3.5 The relationship between gSigs and immune checkpoints
There were 19 immune checkpoint genes (ICGs) in the TCGA dataset. gSig1 and gSig2 were positively correlated with expression of 18 ICGs, whereas gSig3 was negatively correlated with expression of ICGs (Fig. 5A). Similar findings were observed in independent GSE32894 dataset (Fig. 5B). The correlation analysis revealed that there was a strong positive association of gSig1 and gSig2 with 14 of 15 ICGs and 15 of 16 ICGs, respectively, but there was a strong negative association of gSig3 with 14 of 18 ICGs (Fig. 5C). Similar results were observed after an independent analysis on GSE32894 dataset (Fig. 5D). The relationship between the expression of the immune checkpoint gene IDO1 and the gSig score was further analyzed. In both TCGA and GSE32894 datasets, IDO1 was at a lower expression level in the best prognostic C3, but it was highly expressed in C1/C2 with poor prognosis (Fig. 5E-F).
3.6 Genome heterogeneity of IRGCluster
For the IRGCluster of BC, we analyzed gene mutations among C1/C2/C3. A total of 45 genes with significant mutations were obtained. The frequency of FGFR3 mutation was significantly high in C3 subtypes, whereas RB1 mutations were prominent in C1/C2 subtypes. The prevalence of TP53 and PIK3CA gene mutations was similar among the three molecular subtypes (Fig. 6A).
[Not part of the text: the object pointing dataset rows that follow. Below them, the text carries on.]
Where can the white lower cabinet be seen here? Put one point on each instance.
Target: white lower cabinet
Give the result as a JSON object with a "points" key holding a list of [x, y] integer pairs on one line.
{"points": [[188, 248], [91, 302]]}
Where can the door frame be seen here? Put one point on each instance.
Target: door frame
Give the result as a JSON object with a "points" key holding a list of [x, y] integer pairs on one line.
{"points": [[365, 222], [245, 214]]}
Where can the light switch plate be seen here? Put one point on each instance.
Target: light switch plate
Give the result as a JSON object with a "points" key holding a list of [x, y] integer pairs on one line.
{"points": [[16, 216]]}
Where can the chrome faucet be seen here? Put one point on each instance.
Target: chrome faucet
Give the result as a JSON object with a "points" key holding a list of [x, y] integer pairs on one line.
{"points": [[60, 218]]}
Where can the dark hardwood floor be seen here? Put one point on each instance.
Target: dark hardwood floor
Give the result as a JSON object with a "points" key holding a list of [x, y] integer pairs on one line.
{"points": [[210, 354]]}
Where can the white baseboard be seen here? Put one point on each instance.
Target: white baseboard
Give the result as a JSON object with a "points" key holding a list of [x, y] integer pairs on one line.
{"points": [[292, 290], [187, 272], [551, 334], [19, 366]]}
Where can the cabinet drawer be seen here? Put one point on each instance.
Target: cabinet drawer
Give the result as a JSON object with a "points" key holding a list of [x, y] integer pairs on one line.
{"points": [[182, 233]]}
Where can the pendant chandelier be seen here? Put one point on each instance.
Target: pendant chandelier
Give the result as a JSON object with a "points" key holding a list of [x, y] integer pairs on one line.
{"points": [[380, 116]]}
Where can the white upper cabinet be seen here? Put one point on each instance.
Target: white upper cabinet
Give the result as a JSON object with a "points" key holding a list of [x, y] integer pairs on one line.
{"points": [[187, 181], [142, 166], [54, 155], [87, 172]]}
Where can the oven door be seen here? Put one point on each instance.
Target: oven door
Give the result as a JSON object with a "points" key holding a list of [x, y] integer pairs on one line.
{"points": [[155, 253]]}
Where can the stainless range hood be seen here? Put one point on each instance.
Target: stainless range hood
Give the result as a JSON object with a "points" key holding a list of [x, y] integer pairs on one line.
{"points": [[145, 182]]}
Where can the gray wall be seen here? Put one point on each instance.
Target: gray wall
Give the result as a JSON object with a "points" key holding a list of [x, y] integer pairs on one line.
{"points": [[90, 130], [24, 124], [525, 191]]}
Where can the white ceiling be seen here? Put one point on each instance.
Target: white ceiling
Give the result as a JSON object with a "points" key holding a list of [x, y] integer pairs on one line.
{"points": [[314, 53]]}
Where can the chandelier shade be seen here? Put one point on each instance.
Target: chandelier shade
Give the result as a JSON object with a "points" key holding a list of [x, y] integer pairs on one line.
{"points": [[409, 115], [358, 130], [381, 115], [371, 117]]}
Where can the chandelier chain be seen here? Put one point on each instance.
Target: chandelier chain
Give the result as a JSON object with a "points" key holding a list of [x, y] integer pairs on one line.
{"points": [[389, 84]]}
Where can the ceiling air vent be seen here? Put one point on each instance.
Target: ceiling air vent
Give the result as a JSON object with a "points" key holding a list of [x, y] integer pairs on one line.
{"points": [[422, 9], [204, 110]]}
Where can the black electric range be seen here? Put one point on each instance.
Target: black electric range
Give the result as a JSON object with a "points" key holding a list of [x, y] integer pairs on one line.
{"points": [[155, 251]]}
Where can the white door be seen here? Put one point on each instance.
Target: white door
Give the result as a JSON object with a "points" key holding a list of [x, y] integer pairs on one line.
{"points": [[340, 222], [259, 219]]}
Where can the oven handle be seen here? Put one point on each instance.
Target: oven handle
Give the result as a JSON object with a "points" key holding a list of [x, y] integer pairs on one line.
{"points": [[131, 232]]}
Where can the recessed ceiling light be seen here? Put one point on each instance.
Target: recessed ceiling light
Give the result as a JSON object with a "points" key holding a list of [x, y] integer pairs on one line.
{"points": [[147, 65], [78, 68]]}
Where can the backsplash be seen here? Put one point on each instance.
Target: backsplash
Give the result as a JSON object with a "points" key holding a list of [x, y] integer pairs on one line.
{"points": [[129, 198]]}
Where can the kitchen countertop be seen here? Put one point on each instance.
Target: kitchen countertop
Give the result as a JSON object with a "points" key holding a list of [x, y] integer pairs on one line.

Neoantigens and tumor mutation burden (TMB) between IRGclusters were similar among the three molecular types (C1/C2/C3) (Fig. 6B). There was no correlation between gSig score and TMB (Fig. 6C-E). These findings suggest that hot spot mutations of some important high frequency mutated genes may be associated with the prognosis of different IRGclusters compared to the overall tumor mutation burden.